Ciudad Juárez, Mexico, has been known as the murder capital of the world, and there’s a reason for that. For a long time, it was where a war was taking place. There are other regions of Mexico where cartels have gone to war, and lots of people died. The reason I point this out is because, to my mind, I haven’t ever really thought of this as an actual war. Violent? Battles? Gang fights? Sure, but I never really conceptualized any of this as a “war” in my head. However, with the way Gallo describes the scene, all it’s lacking is the official declaration. If these hotspots were declared war zones, the entire way people could help sort these issues out would change. It would give nations power that they do not currently have. So why don’t they? Well, there are reasons for that, too.
There are intricacies, and parts of the social equation that I’d never really thought about before. For example, how does one fully combat these drug issues, when drugs make so much money for people who would likely not have anything without them? How do you keep people from running drugs, when the United States is the biggest buyer, and we pay so much for what they offer? It’s a problem that goes both ways, and there are no easy solutions, because without demand, there would be no reason to supply.
“Between the dawn of the new millennium and 2010, more than a million people across Latin America and the Caribbean were murdered. It’s a cocaine-fueled holocaust.”
What surprised me, mostly, was just how imbedded into the social structure of certain regions these organizations have become.

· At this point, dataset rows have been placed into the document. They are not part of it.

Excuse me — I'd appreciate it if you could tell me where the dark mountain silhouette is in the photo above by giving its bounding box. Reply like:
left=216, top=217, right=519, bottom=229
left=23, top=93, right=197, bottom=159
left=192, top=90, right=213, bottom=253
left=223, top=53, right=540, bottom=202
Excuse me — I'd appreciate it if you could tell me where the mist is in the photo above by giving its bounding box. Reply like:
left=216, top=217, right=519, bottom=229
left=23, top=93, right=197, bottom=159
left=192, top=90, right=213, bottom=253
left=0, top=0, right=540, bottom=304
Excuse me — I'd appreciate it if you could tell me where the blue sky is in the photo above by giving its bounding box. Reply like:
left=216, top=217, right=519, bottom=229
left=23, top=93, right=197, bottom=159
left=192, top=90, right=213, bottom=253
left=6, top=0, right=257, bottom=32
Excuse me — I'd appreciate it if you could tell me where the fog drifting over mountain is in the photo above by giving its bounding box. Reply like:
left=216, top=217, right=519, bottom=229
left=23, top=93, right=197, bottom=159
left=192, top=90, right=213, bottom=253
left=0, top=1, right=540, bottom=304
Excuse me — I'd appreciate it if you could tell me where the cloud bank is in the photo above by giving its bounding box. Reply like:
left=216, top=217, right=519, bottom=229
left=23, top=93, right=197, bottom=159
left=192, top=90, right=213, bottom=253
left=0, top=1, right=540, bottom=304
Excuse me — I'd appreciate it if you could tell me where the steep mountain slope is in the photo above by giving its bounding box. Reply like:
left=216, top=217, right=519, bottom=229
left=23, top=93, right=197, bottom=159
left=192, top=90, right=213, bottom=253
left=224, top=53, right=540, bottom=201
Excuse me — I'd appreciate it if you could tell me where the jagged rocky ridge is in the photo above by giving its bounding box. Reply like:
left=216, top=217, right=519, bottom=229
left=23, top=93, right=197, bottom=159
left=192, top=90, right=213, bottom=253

In some areas, everyone is involved in some way, even if it’s just tangentially, because it’s literally impossible not to be connected somehow, and often, the only way to get away from all of it, is by running, which can put you in very real danger. Kids get conscripted as young as possible, which will keep parents in place. The government can be taking a piece of the pie. Loyalty may be a fraught topic, but sometimes it’s easier to just keep your head down and hope no one notices you.
Gallo’s reporting is really state of the art, and he goes out on a whole lot of limbs and risks everything to get the interviews he gets. Sometimes they are with people who refuse to be identified, but in a few cases he sits down with the head guy of huge organizations, and interviews them about how they operate. Or he’ll talk to assassins, or just kids manning the proverbial gate. Just about anyone, and while I bet it was an absolutely terrifying thing to do, it paid off because it gives readers an insider’s view of a topic that is so complex, and so multilayered and deep. I felt, by the time I ended this book, that nothing is what it seems. While this is a dark subject, and it often portrays dark deeds, it really does a great job at showing just how much I don’t understand, and how little I actually know.
I don’t have a clue.
We like to boil down immigration into good and bad, but this book shows that so much of what is pushing people north, is the very thing they are trying to get away from, and it’s all over up here, too. There are no easy answers, and there are none presented in these pages. The fact is, the cartels would not exist without the drugs the United States buys from them. I don’t have any solutions, but I did leave this book with a new understanding of just how two-sided this issue is. I fundamentally believe that we need more in-depth journalism like this to reach into the American consciousness.